There is a moment many leaders know.

You are sitting across from a decision that looks clean. The spreadsheet says yes. The team says yes. Your calendar says yes.

And somewhere below your collarbone, there is a small pull that will not let you go.

You were trained to override that pull. The mind is where leadership happens, you were told. The body is something you maintain so it can carry you to the next meeting.

I lived inside that belief for two decades. I was good at it.

It cost me more than I understood at the time.

What I was hiding

Here is what I want to say honestly.

I knew some of this intuitively for a long time. I sensed things in my body, in other people, in rooms. I had practices I was drawn to, traditions that spoke to me, a way of reading the world that did not fit inside the professional identity I had built.

So I kept it separate.

I told myself it belonged to another part of my life, not this one. This was work. That was everything else.

Keeping those two worlds apart gave me more misery than I understood at the time. What I was calling professionalism was also a form of hiding. Half of what I knew was not allowed in the room where decisions were being made.

The price was not just comfort. It was identity. To hold the separation, I was editing myself in real time, filtering out the parts that did not fit, performing a smaller version of me so the larger version would stay invisible. Over years, that editing became who I thought I was. I mistook the performance for the person.

The change came when I began to integrate, slowly and then all at once.

I stopped separating my inner knowing from my outer work. I stopped pretending the intuition was not there. And the thing I was most afraid of, that integrating these would cost me my credibility as a leader, turned out to be the opposite of true.

I became more effective than I had ever been. More grounded than the version of me who had been performing. Sharper in decisions, steadier in pressure, clearer in rooms I used to just survive.

The wholeness I had been protecting everyone from was the thing that made me useful to them.

The body as a thinking organ

Think of the last time you walked into a room and knew something was wrong before anyone spoke. Or the meeting where a colleague was smiling and your stomach dropped and you were right. That was not guesswork. That was information.

For a long time, the body was treated as a vehicle for the brain. That picture has fallen apart.

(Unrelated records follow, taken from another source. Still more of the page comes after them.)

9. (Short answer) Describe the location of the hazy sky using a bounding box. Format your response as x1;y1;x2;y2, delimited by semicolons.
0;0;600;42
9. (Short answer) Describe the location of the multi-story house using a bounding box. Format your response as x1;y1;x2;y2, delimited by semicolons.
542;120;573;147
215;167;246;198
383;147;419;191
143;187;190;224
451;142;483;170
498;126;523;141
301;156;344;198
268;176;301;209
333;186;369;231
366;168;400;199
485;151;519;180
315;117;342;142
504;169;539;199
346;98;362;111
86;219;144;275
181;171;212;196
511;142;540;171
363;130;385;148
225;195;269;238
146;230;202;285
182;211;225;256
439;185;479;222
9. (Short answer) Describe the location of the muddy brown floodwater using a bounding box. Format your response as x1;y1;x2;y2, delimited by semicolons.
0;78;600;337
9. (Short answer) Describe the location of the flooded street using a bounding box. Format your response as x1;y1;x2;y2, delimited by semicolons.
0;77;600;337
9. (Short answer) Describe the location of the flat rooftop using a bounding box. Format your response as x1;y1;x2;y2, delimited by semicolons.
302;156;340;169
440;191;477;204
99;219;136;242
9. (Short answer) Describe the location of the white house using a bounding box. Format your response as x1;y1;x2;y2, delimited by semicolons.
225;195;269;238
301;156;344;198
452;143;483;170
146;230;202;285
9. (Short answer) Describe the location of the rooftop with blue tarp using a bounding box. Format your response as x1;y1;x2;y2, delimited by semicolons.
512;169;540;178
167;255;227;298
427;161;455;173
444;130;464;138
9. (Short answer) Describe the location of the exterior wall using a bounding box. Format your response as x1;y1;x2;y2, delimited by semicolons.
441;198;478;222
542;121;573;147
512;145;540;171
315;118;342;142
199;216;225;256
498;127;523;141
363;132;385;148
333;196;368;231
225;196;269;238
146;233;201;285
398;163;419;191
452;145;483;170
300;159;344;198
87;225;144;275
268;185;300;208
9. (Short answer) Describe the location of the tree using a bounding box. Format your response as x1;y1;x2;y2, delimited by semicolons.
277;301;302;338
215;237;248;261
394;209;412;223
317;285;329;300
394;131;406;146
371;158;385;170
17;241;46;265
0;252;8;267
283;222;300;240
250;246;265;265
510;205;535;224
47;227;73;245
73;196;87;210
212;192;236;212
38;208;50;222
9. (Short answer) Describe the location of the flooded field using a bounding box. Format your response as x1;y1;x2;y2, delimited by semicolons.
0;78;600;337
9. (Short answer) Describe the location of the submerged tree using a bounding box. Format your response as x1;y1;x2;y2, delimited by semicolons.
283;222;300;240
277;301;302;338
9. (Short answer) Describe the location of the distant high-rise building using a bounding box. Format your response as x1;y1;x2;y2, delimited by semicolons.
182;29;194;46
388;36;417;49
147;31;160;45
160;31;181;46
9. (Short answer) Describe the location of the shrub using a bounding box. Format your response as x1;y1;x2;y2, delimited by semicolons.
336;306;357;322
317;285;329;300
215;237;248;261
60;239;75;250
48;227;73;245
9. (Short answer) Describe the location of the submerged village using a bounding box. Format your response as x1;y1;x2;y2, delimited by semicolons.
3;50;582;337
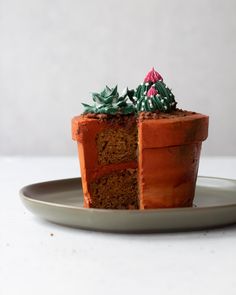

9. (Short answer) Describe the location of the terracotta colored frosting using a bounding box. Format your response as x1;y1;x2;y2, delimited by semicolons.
144;67;163;83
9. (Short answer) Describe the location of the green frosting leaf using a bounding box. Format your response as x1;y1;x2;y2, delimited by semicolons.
82;86;136;115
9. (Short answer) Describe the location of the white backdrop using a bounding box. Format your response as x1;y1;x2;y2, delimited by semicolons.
0;0;236;155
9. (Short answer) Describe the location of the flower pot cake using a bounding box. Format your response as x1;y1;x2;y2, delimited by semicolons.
72;69;208;209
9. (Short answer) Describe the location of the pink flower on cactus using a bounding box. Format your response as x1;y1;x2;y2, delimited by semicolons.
144;68;163;83
147;86;158;97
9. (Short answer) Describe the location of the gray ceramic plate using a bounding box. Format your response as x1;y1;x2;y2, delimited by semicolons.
20;177;236;232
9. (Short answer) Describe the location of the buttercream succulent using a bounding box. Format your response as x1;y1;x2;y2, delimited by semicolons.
83;86;135;115
133;68;177;112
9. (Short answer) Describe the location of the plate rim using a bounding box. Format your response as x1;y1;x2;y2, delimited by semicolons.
19;175;236;214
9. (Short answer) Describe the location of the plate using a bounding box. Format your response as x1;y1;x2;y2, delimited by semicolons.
20;177;236;233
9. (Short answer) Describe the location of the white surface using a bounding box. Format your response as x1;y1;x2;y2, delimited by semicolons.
0;0;236;156
0;157;236;295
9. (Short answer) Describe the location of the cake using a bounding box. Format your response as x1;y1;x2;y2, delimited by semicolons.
72;68;209;209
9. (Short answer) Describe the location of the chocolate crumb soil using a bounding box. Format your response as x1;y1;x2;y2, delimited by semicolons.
81;109;196;125
138;109;196;121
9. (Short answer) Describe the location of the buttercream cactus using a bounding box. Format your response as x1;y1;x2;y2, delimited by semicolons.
83;86;135;115
134;68;177;113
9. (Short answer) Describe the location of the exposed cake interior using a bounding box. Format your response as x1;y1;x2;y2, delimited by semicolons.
82;114;138;209
82;110;196;209
90;169;138;209
96;118;137;165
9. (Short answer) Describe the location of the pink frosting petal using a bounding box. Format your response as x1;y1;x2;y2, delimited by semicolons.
147;86;158;97
144;68;163;83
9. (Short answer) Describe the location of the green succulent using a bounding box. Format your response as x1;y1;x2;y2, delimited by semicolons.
82;86;135;115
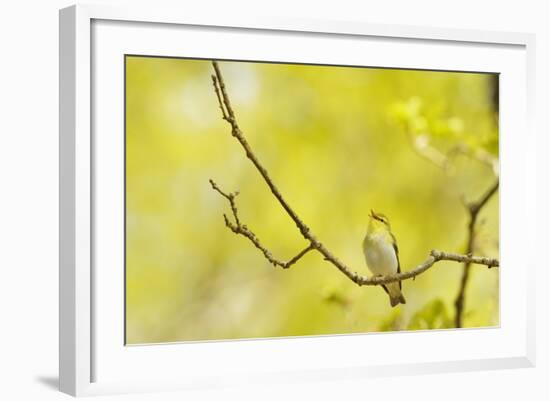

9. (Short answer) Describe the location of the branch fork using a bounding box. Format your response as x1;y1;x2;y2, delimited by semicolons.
210;61;499;294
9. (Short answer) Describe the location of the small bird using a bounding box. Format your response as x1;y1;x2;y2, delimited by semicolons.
363;210;406;307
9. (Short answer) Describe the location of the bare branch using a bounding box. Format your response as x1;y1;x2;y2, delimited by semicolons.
210;180;313;269
210;61;499;294
455;178;499;327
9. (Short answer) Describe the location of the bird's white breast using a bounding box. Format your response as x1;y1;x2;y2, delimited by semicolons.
363;235;397;276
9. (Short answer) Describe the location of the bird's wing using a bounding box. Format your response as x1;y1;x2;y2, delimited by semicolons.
390;233;401;289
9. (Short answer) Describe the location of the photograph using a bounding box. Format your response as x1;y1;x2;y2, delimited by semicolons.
124;54;501;345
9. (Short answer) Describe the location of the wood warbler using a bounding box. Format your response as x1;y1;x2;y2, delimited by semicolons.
363;210;405;306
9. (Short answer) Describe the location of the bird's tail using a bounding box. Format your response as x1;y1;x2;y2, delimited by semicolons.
388;283;407;307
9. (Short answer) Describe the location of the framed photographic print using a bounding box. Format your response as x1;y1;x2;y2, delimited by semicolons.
60;6;534;395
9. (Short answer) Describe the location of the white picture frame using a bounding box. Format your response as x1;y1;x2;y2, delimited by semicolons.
59;5;535;396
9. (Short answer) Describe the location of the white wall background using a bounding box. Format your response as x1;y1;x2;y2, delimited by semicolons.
0;0;550;401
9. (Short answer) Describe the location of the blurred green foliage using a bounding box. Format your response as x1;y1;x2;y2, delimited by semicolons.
126;56;499;343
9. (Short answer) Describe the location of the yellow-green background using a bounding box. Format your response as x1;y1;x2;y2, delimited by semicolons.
126;56;499;343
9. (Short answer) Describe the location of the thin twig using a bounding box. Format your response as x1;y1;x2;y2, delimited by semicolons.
210;180;499;285
455;179;499;327
210;61;498;285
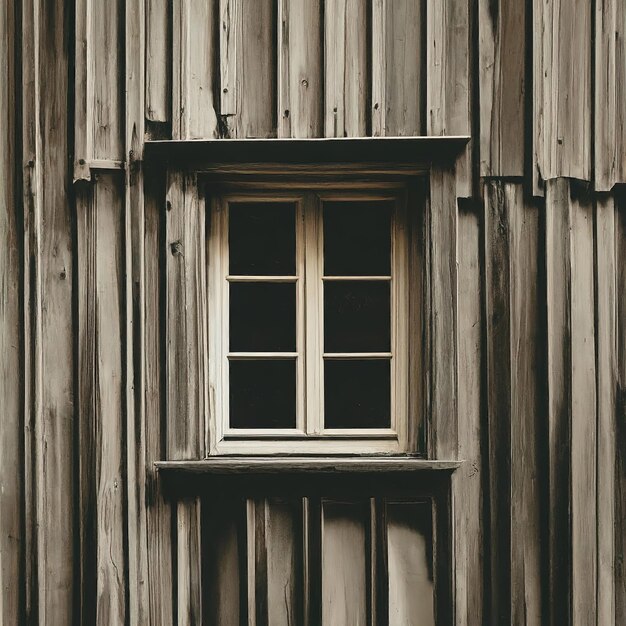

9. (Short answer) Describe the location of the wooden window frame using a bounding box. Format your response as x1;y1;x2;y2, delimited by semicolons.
206;182;416;456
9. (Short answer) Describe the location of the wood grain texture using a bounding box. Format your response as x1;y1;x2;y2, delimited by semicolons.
456;211;485;626
324;0;369;137
0;3;21;624
594;195;620;624
426;0;472;197
277;0;323;137
546;179;597;624
220;0;278;138
593;0;626;191
77;174;127;624
145;0;172;122
321;501;370;626
478;0;526;176
120;0;150;624
21;0;76;624
165;172;208;626
484;180;542;624
172;0;218;139
533;0;592;188
141;172;174;624
371;0;426;136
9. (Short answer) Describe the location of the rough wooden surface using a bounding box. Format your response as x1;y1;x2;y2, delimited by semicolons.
478;0;526;177
21;0;75;624
324;0;369;137
0;3;25;624
277;0;323;137
533;0;592;186
484;180;543;624
371;0;426;136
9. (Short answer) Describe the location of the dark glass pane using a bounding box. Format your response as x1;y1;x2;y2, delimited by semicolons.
324;359;391;428
324;280;391;352
230;359;296;428
324;202;393;276
230;283;296;352
228;202;296;276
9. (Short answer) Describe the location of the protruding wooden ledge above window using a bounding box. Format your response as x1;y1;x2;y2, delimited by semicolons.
154;456;462;476
144;136;470;171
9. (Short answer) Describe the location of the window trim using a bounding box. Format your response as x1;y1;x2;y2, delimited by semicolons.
205;180;416;457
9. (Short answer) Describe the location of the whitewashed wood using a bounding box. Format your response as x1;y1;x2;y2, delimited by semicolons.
322;501;369;626
220;0;277;138
533;0;592;185
594;195;620;624
145;0;172;122
0;3;20;624
172;0;218;139
324;0;369;137
371;0;426;136
426;0;472;197
593;0;626;191
385;502;435;626
77;174;127;624
478;0;530;176
278;0;322;137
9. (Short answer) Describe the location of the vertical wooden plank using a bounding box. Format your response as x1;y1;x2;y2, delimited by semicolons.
427;168;458;459
386;502;435;626
371;0;426;137
142;167;174;624
121;0;150;624
220;0;277;138
478;0;526;176
321;501;369;626
145;0;172;122
595;195;618;625
172;0;218;139
202;498;247;626
264;498;303;624
426;0;472;197
77;174;127;624
165;172;208;626
87;0;124;161
613;187;626;624
593;0;626;191
0;3;25;624
484;180;542;624
533;0;593;188
278;0;322;137
455;210;485;625
22;0;75;624
546;179;597;624
324;0;369;137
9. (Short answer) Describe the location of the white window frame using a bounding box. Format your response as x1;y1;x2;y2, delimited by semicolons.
206;182;422;456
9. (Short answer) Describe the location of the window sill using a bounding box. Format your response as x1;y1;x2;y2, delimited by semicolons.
154;456;463;477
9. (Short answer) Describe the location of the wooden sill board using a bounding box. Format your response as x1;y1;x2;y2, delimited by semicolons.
154;457;463;477
144;136;470;170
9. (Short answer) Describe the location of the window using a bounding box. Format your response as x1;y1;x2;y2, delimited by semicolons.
207;182;420;454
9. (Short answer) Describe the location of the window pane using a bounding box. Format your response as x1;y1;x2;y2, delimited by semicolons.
228;202;296;276
324;359;391;428
324;201;393;276
324;280;391;352
230;359;296;428
230;283;296;352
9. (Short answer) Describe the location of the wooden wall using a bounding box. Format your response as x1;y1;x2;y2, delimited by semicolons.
0;0;626;626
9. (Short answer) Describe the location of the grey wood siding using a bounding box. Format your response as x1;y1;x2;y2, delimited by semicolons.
0;0;626;626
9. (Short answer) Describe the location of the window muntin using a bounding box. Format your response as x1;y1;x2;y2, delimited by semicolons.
208;183;419;454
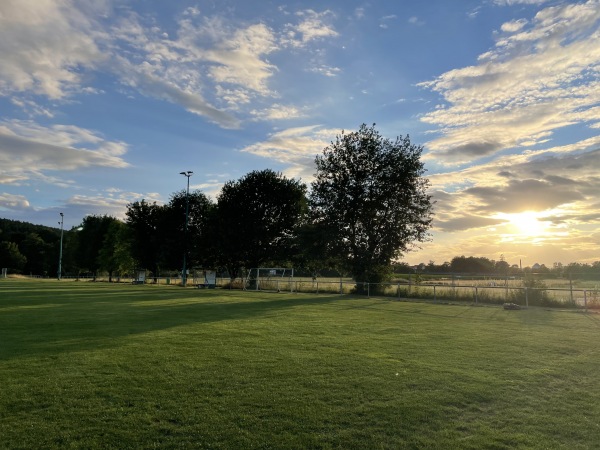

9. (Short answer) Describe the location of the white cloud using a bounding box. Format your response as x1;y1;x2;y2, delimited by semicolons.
420;0;600;163
283;9;338;47
242;125;340;181
0;192;30;210
0;0;106;99
250;103;306;120
0;120;128;184
494;0;548;6
500;19;528;33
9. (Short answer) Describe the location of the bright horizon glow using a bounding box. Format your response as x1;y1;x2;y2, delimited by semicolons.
0;0;600;267
501;211;549;239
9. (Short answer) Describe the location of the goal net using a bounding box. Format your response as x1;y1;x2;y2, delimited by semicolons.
246;267;294;292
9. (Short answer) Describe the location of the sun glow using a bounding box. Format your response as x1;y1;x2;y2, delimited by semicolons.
503;211;550;238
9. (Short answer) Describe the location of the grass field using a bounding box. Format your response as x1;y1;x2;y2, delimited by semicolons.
0;279;600;449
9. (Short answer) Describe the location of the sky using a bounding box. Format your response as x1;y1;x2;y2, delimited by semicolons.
0;0;600;267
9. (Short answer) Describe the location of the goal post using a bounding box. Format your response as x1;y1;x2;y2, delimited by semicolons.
245;267;294;292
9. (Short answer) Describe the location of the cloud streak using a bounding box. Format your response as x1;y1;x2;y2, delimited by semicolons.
420;0;600;164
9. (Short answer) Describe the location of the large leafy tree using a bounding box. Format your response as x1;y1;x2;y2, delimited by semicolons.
77;215;118;280
98;220;135;282
0;241;27;272
125;200;164;277
159;190;214;269
310;124;432;282
211;169;306;279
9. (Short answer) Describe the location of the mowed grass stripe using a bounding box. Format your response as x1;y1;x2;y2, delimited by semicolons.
0;280;600;448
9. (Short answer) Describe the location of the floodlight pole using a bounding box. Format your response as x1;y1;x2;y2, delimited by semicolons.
58;213;65;281
179;170;194;287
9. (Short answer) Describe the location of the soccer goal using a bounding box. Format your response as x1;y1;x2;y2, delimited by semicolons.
245;267;294;292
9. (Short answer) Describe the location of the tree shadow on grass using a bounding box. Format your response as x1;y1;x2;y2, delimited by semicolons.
0;286;340;360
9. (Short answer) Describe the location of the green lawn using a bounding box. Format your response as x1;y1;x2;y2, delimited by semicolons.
0;279;600;449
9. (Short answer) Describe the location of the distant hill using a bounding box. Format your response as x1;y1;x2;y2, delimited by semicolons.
0;218;60;244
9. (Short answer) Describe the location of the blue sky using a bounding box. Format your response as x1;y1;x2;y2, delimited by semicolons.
0;0;600;266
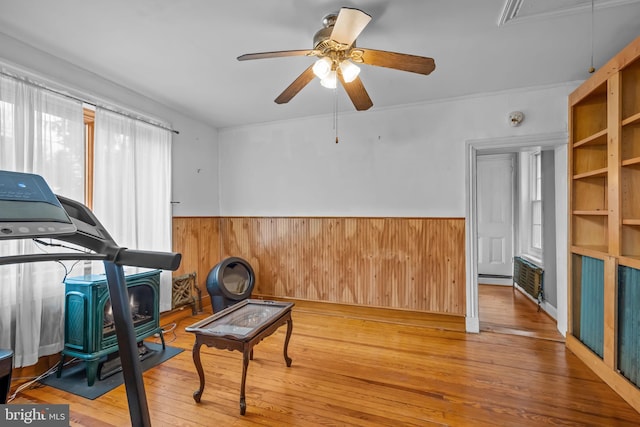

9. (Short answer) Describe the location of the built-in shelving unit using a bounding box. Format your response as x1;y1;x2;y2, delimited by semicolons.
567;37;640;411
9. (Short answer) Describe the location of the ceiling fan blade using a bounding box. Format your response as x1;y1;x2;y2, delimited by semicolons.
354;47;436;75
338;71;373;111
238;50;313;61
329;7;371;46
275;65;316;104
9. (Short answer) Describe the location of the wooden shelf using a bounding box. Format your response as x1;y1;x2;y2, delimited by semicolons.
622;157;640;166
572;209;609;216
571;245;609;259
622;113;640;126
573;129;607;148
566;37;640;411
573;168;608;179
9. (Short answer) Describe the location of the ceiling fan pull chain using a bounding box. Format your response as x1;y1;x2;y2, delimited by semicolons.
333;87;338;144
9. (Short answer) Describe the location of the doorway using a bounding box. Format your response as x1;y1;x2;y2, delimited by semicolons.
466;132;567;335
476;153;515;285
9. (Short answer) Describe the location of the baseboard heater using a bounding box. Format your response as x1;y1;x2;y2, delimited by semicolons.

The connective tissue that weaves through every muscle and organ, called fascia, holds more nerve endings than the skin. In parts of the body, the sensory neurons outnumber the motor neurons nine to one. The tissue under your skin is built to report back more than it is built to move.

Your body is not quiet. It has been talking the whole time.

There is a name for the sense through which your brain reads the internal state of your body. It is called interoception. It runs through the vagus nerve to a part of the brain where sensation, emotion, and self-awareness come together. This is how you know, before your mind knows, that something is off. The signal has already traveled through your body by the time the thinking mind catches up.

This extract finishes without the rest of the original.